When you say a "master (by convention) repo", I assume you mean (1) there's a single "source of truth" repository for the project (which is conventionally called origin, not master); (2) users/devs clone the origin, work in their clones, and push changes to the origin.

In that usage, interactions with the origin boil down to very few - and in fact writes to the origin should always just be pushes. Things like rebase don't really occur at the origin; it is simply updated to see the result of those operations.

If you want any level of security or audit around the central repo, then this is the correct way to set it up. But, it means many of the things you're talking about, you can't directly "see". You won't know (and, honestly, shouldn't care) what commands were used to get a user's local repo into a particular state. You just know what's pushed - and any centrally-enforced rules need to be described in terms of what's pushed.

That means the useful tools are config options on origin, and the pre-receive hook (and possibly the update hook) on origin (unless you're in a hosted environment that provides a different security model).

One thing you can do is globally refuse to accept history rewrites. Then if someone rebases a branch after it's been pushed, origin simply won't take the push. (The user could still work on a branch, then rebase it before the first time they share it. There is nothing you can do about that, and really no good reason to care.) On the origin you'd set receive.denyNonFastForwards to true.

You can enforce pretty much whatever rule you want with a hook; if you can work out the necessary script. Maybe you want to enforce commit topology rules (e.g. "no non-merges in master" a la gitflow), or require signed commits (see below), or whatever.
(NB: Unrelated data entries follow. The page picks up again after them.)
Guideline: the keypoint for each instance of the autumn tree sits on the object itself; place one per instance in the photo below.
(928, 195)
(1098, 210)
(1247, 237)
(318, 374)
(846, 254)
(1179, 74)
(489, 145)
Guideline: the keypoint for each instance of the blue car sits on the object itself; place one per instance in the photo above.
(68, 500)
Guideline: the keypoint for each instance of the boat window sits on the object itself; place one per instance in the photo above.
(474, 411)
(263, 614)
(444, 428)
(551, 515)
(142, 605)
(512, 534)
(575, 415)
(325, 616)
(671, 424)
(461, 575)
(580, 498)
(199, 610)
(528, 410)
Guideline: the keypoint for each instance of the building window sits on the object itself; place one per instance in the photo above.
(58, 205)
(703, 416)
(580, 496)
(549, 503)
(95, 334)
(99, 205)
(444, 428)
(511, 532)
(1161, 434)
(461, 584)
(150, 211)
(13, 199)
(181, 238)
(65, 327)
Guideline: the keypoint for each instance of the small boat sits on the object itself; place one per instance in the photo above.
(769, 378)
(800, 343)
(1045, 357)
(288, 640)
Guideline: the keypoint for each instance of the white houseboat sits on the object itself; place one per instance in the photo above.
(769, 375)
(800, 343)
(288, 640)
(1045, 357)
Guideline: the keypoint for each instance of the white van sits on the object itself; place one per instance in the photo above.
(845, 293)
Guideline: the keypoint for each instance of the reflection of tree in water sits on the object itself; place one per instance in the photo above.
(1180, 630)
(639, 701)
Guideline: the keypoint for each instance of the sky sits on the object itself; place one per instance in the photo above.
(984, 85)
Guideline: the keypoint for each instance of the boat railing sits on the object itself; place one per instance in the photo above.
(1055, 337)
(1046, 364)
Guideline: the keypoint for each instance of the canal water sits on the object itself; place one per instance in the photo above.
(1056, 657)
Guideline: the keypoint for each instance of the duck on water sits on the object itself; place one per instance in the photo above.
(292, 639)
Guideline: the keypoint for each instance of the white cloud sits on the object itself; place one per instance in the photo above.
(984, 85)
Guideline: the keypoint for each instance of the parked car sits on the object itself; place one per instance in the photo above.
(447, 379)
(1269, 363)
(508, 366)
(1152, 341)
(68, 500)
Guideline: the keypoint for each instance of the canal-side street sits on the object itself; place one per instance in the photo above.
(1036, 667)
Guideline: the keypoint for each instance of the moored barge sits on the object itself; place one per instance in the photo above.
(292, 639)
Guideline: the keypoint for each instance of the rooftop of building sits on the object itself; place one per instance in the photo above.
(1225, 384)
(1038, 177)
If the rules are user-specific, or if you want to log potential violations instead of (or in addition to) blocking them, then authentication is a concern. Securing access to the repo - and authenticating who is accessing the repo - is not something git really addresses. There are several server environments for hosting git repos - like github, gitlab, TFS. Those types of server provide security options. You could also set your repo up so that the only way to reach it is through authenticated means (properly authenticated http, or ssl).

Accepting commits only if they're signed (or only if they're reachable from a signed tag) is also an option that tells you something about who did what, but maybe not what you want to know. (Just because I wrote and signed a commit, doesn't mean anything about who moved a ref to point to that commit and tried to push the result.)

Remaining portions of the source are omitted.